Zohreh Abdollahkhani is defending her thesis for the degree philosophiae doctor (PhD) at the University of South-Eastern Norway. 
The doctoral work has been carried out at the Faculty of Humanities, Sports and Educational Science.
You are invited to follow the trial lecture and the public defence.
- Link to dissertation will be updated
Summary
This thesis concludes that the International Olympic Committee (IOC) presents itself as a global leader in social sustainability. Yet, its policies primarily protect the organization rather than the people who are involved in, and affected by, sport. Through an analysis of official IOC policy documents, the study shows that key commitments to human rights, gender equality, and safeguarding are governed in ways that limit responsibility, weaken accountability, and avoid structural change.
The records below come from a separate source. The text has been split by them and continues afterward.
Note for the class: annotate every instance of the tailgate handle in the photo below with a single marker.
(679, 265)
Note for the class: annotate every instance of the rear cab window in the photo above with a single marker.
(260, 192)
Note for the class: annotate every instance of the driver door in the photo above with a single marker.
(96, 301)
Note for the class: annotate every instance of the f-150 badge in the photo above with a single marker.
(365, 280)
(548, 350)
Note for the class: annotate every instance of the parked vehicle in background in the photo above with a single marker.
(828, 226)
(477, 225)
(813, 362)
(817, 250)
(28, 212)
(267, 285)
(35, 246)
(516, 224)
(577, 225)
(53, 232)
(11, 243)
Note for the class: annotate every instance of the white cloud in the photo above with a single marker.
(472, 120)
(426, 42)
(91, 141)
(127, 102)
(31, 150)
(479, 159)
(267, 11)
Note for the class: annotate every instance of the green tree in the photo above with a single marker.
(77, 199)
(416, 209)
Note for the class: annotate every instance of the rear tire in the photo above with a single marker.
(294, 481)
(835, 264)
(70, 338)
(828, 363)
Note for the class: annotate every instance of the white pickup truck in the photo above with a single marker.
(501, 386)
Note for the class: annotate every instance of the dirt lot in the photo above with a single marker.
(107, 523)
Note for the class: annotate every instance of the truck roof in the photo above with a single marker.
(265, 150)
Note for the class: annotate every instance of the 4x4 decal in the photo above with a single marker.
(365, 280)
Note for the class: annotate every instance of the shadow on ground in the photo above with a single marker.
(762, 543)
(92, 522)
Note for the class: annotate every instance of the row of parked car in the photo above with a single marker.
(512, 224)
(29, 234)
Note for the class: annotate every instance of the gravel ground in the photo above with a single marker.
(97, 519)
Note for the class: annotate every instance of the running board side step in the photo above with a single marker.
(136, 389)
The central finding is that the IOC governs social sustainability by transforming complex social issues into narrow, manageable tasks. Human rights are largely treated as matters linked mainly to the staging of the Olympic Games, rather than as ongoing human rights violations across the Olympic Movement. Gender equality is mainly reduced to visible indicators, such as participation numbers and targets, while deeper inequalities in power and decision making remain untouched. Safeguarding is constituted as a matter of prevention, primarily through education, rather than as an obligation to assign responsibility and ensure remedies for those who are left unsafeguarded.
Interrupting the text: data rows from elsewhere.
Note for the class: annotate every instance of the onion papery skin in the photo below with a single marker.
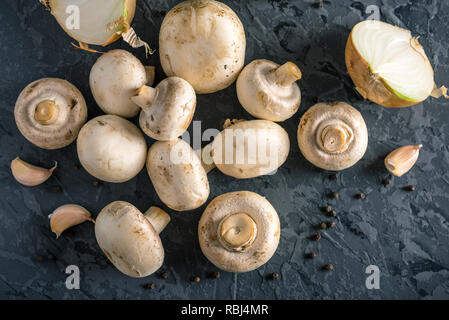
(100, 19)
(372, 86)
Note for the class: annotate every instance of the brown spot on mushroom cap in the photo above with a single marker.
(337, 116)
(267, 237)
(263, 98)
(135, 248)
(67, 122)
(197, 38)
(171, 111)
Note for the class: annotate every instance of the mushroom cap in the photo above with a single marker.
(203, 42)
(111, 148)
(67, 121)
(171, 112)
(129, 240)
(263, 98)
(177, 175)
(250, 149)
(265, 243)
(114, 79)
(314, 126)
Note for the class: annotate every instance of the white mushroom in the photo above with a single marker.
(131, 239)
(203, 42)
(167, 109)
(114, 79)
(250, 149)
(268, 91)
(332, 136)
(111, 148)
(50, 112)
(239, 231)
(177, 175)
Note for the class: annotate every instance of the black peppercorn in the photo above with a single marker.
(335, 195)
(149, 286)
(328, 267)
(331, 224)
(311, 255)
(316, 237)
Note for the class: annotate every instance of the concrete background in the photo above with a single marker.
(406, 234)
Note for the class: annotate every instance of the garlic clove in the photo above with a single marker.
(30, 175)
(401, 160)
(67, 216)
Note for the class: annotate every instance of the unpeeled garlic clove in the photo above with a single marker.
(67, 216)
(401, 160)
(30, 175)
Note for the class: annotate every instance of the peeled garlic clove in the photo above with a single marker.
(67, 216)
(401, 160)
(30, 175)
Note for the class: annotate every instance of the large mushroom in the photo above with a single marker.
(332, 136)
(203, 42)
(250, 149)
(268, 91)
(114, 79)
(167, 109)
(239, 231)
(177, 175)
(131, 239)
(50, 112)
(111, 148)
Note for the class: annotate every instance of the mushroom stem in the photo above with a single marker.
(158, 218)
(151, 73)
(285, 75)
(206, 158)
(144, 97)
(334, 138)
(237, 232)
(46, 112)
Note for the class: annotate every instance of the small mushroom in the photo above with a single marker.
(177, 175)
(249, 149)
(268, 91)
(131, 239)
(111, 148)
(167, 109)
(203, 42)
(50, 112)
(114, 79)
(332, 136)
(239, 231)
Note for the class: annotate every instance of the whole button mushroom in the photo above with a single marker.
(250, 149)
(177, 175)
(50, 112)
(114, 79)
(111, 148)
(268, 91)
(131, 239)
(203, 42)
(167, 109)
(239, 231)
(332, 136)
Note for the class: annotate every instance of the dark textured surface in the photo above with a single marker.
(406, 234)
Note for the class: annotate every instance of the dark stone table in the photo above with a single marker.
(405, 234)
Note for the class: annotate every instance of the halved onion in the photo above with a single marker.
(101, 22)
(389, 66)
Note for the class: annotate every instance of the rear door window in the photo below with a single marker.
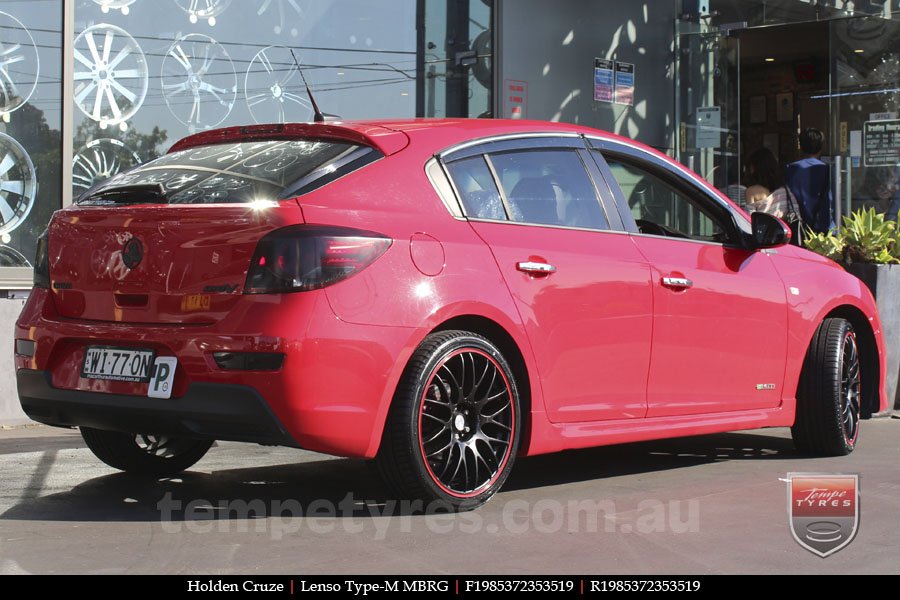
(477, 190)
(235, 172)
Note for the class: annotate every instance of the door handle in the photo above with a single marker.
(677, 282)
(535, 268)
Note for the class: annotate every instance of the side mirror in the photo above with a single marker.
(769, 231)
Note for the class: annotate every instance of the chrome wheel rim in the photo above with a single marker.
(466, 422)
(850, 388)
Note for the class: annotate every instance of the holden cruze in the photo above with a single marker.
(439, 296)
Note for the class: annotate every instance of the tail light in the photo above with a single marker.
(42, 262)
(303, 257)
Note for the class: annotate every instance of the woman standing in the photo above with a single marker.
(764, 175)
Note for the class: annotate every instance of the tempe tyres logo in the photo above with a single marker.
(824, 510)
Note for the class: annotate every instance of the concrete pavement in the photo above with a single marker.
(713, 504)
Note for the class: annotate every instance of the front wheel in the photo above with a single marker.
(453, 430)
(141, 454)
(828, 400)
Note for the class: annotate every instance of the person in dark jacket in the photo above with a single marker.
(808, 181)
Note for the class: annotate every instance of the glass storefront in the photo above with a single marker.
(140, 74)
(30, 128)
(752, 75)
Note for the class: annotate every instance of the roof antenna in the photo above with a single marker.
(318, 117)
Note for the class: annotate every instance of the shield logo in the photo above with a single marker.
(823, 510)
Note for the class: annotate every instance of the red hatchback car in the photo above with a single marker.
(440, 296)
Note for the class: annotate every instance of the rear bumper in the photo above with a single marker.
(206, 411)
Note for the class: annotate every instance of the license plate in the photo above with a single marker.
(118, 364)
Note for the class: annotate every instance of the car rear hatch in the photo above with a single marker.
(171, 241)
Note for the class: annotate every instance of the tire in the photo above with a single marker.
(828, 398)
(146, 455)
(452, 435)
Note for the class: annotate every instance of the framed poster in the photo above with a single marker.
(757, 109)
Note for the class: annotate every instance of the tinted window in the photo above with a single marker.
(549, 187)
(236, 172)
(475, 184)
(661, 209)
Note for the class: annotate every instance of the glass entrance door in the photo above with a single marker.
(864, 108)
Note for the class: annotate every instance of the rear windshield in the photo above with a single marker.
(238, 172)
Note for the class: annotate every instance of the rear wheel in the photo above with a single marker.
(453, 430)
(828, 399)
(141, 454)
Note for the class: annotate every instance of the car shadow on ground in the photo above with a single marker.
(351, 487)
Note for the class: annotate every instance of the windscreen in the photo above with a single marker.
(228, 173)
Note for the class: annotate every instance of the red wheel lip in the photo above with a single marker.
(480, 489)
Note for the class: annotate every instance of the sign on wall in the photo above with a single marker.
(709, 127)
(604, 86)
(624, 83)
(516, 98)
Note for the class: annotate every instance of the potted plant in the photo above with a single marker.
(869, 247)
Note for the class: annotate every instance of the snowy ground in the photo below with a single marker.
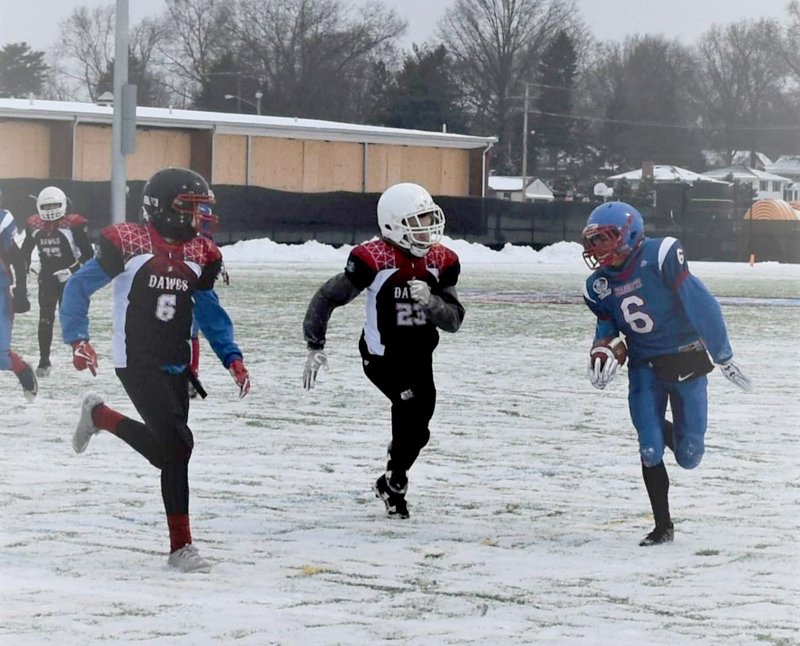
(526, 506)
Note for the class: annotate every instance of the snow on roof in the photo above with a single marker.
(244, 124)
(663, 173)
(536, 188)
(788, 165)
(745, 173)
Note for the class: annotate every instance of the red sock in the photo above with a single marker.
(17, 364)
(179, 533)
(106, 418)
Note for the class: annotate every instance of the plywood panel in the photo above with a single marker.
(157, 149)
(277, 163)
(92, 153)
(26, 147)
(230, 159)
(332, 166)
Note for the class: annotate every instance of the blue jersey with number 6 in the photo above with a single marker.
(656, 302)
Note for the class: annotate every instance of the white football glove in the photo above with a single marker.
(63, 275)
(420, 291)
(734, 373)
(601, 374)
(316, 359)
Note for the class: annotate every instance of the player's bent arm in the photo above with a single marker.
(446, 311)
(74, 311)
(216, 326)
(334, 293)
(705, 315)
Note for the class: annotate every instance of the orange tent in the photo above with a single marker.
(773, 210)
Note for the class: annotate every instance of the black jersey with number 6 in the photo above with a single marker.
(154, 282)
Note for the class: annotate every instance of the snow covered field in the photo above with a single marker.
(526, 506)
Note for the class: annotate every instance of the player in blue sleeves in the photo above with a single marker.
(641, 287)
(163, 273)
(13, 300)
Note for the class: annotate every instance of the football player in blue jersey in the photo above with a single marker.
(642, 287)
(163, 273)
(410, 279)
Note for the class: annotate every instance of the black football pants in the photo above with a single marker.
(50, 292)
(165, 439)
(407, 381)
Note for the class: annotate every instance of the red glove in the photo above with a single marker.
(84, 356)
(240, 376)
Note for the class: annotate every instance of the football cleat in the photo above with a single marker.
(395, 502)
(188, 559)
(27, 379)
(85, 428)
(660, 535)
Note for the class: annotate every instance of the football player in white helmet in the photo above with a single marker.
(64, 246)
(410, 279)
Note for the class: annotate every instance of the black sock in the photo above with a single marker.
(656, 481)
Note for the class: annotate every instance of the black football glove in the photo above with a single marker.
(19, 300)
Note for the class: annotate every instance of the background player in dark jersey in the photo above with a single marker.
(12, 300)
(642, 288)
(63, 243)
(162, 270)
(410, 280)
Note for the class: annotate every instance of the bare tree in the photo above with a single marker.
(745, 77)
(312, 58)
(496, 45)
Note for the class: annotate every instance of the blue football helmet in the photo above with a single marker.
(613, 232)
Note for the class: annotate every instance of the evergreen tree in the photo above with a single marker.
(555, 79)
(424, 96)
(22, 70)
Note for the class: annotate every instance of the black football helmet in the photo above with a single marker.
(172, 200)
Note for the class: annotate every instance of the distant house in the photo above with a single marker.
(507, 187)
(661, 173)
(788, 166)
(767, 186)
(717, 159)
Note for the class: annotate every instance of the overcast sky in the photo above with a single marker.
(36, 21)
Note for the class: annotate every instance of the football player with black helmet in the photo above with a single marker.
(642, 287)
(410, 279)
(162, 272)
(62, 240)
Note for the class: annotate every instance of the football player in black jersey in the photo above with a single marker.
(163, 272)
(410, 279)
(62, 240)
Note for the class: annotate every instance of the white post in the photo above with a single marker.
(118, 167)
(525, 147)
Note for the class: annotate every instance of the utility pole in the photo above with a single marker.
(525, 147)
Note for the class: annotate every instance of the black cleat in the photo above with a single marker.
(28, 382)
(395, 502)
(660, 535)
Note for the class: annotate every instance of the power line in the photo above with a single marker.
(661, 124)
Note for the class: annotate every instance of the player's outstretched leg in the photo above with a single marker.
(26, 377)
(394, 500)
(86, 426)
(660, 535)
(188, 559)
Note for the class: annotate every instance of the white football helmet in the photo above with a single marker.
(399, 211)
(51, 203)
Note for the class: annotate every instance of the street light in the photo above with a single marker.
(256, 105)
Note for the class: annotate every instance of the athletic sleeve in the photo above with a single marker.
(700, 306)
(334, 293)
(216, 326)
(78, 290)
These governing patterns have critical consequences. They enable the IOC to claim alignment with global frameworks, such as the United Nations Sustainable Development Goals (UN SDGs) and the UN Guiding Principles on Business and Human Rights (UNGPs), while leaving significant gaps in protection, remedy, and accountability. The findings indicate that the IOC’s sustainability policies function more as tools of reputation management than as mechanisms for meaningful social change.
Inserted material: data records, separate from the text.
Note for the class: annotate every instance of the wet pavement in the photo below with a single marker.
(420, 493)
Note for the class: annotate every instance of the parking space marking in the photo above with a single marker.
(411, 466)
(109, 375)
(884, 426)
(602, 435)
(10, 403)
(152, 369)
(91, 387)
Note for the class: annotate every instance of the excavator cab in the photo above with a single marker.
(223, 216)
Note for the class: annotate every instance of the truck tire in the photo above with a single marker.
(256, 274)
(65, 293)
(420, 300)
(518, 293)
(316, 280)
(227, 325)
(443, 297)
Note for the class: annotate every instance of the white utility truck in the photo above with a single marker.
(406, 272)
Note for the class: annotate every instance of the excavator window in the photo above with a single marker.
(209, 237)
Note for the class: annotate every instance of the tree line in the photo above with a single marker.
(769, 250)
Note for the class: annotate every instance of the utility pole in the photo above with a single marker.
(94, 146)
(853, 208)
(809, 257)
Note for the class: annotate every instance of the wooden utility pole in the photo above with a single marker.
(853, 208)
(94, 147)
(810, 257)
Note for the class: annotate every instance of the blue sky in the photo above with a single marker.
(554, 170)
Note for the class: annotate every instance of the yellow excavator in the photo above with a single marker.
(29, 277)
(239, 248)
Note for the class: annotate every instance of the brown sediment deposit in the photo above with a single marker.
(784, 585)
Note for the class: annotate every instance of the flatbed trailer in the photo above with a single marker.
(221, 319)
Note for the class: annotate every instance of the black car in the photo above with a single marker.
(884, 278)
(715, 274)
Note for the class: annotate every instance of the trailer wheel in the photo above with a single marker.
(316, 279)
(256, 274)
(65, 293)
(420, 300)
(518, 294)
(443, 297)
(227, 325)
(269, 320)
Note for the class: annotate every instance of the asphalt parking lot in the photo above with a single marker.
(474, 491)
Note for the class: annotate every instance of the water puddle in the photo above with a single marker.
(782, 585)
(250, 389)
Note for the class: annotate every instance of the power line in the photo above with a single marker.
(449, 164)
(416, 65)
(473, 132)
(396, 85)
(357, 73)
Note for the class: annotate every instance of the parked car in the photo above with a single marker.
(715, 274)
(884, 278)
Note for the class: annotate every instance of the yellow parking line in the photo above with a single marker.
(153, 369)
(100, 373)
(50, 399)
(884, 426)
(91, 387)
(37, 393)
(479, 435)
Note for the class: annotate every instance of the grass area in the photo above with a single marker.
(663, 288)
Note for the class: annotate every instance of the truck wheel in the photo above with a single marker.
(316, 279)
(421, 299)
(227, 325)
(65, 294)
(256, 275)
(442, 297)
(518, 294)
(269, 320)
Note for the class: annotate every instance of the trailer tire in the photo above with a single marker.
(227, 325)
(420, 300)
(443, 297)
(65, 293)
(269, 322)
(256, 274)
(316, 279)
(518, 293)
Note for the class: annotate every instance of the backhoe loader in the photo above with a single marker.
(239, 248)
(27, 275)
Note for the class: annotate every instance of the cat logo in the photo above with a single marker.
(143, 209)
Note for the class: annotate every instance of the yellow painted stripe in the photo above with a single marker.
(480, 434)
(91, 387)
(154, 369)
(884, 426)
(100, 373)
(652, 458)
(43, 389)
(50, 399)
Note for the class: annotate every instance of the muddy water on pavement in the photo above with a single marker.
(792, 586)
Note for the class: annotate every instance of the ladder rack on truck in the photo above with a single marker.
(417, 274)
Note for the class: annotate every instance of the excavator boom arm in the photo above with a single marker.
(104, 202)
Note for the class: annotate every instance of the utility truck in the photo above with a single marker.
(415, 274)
This thesis contributes new knowledge by demonstrating that sport policies do not merely respond to pre‑existing problems. Instead, they play an active role in shaping what comes to be recognized as a problem, and which solutions are considered actionable or appropriate. For sport governing bodies, the findings point to the need to move beyond broad commitments and symbolic indicators, and towards clearer accountability for the long‑term social consequences of their policies.